Thanks to PTJ, ISQ Online is running a debate about the scope and nature of the ‘practice turn’ in the study of world politics. The symposium centers around a recent International Studies Quarterly article by Christian Bueger and Frank Gadinger, “The Play of International Practice.”*
From PTJ’s introduction:
The challenge, then, is to develop an adequate conceptual vocabulary for practice-sensiblity scholarship. Christian Bueger and Frank Gadinger’s ISQ article suggests that International Relations scholarship in a practice mode would be enhanced by a broader examination of the philosophical and social-theoretical roots of practice accounts, particularly by an expansion of our conceptual vocabulary beyond the admittedly useful language provided by Pierre Bourdieu. The participants in this Symposium take up the challenge of providing that more adequate conceptual vocabulary by exploring the relationship between the various strains and threads of the “practice turn,” proposing alternatives that nonetheless remain within the “family” of practice approaches.

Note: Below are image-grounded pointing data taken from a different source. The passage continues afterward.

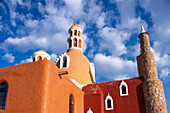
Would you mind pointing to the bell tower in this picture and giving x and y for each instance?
(152, 87)
(74, 40)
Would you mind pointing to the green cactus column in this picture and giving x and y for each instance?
(152, 86)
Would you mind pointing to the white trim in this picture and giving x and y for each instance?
(61, 60)
(42, 54)
(106, 99)
(92, 69)
(89, 111)
(120, 88)
(75, 28)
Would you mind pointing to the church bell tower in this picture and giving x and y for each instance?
(75, 40)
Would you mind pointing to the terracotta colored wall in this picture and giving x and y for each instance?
(59, 90)
(36, 88)
(133, 103)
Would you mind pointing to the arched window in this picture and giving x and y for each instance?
(123, 89)
(79, 34)
(65, 61)
(71, 104)
(39, 58)
(75, 32)
(71, 33)
(75, 42)
(3, 94)
(70, 43)
(79, 43)
(89, 111)
(109, 102)
(58, 63)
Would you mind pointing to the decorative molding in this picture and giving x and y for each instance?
(106, 102)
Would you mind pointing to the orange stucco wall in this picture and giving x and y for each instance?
(79, 67)
(36, 88)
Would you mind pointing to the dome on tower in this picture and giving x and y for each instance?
(78, 67)
(41, 55)
(75, 25)
(74, 61)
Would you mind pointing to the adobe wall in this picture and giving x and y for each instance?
(58, 92)
(26, 83)
(36, 88)
(132, 103)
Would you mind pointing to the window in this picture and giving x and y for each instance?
(75, 32)
(3, 95)
(71, 104)
(58, 63)
(64, 61)
(71, 33)
(89, 111)
(75, 42)
(79, 43)
(39, 58)
(123, 89)
(108, 103)
(70, 43)
(79, 34)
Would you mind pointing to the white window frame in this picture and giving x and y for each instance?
(120, 88)
(106, 99)
(61, 60)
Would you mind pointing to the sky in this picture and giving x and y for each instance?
(110, 33)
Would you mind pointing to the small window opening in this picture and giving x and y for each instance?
(75, 42)
(109, 103)
(75, 33)
(64, 61)
(39, 58)
(124, 90)
(71, 104)
(58, 63)
(79, 34)
(3, 95)
(79, 43)
(70, 43)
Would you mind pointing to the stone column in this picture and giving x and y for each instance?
(152, 87)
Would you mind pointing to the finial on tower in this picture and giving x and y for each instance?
(143, 30)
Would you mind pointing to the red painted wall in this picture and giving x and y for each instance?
(133, 103)
(37, 88)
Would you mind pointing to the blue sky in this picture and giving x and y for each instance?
(110, 33)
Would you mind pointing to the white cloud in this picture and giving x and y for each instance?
(112, 67)
(113, 40)
(164, 73)
(26, 60)
(9, 58)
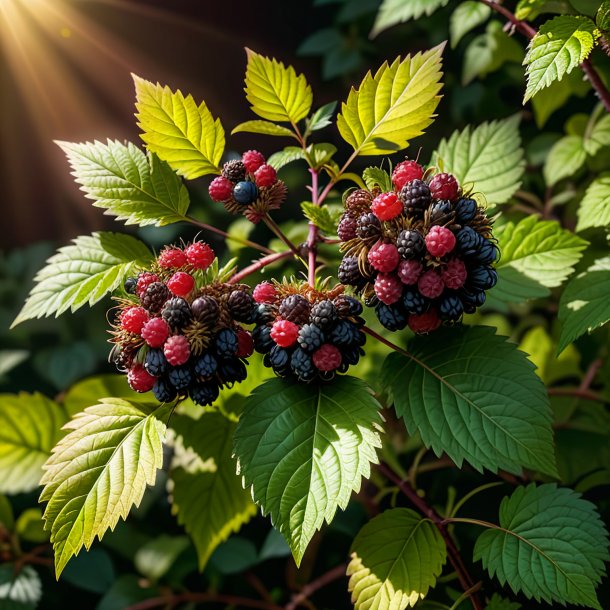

Indeed, practice-turn theorizing is quickly emerging as one of the ‘hot tickets’ in social-constructionist approaches to international relations, so even those put off by the conceptually vocabulary ought to take a look.
Participants include Emanuel Adler and Vincent Pouliot and Rebecca Adler-Nissen. Ole Jacob Sending’s contribution appears tomorrow.  Bueger’s and Gadinger’s response is coming on December 17th.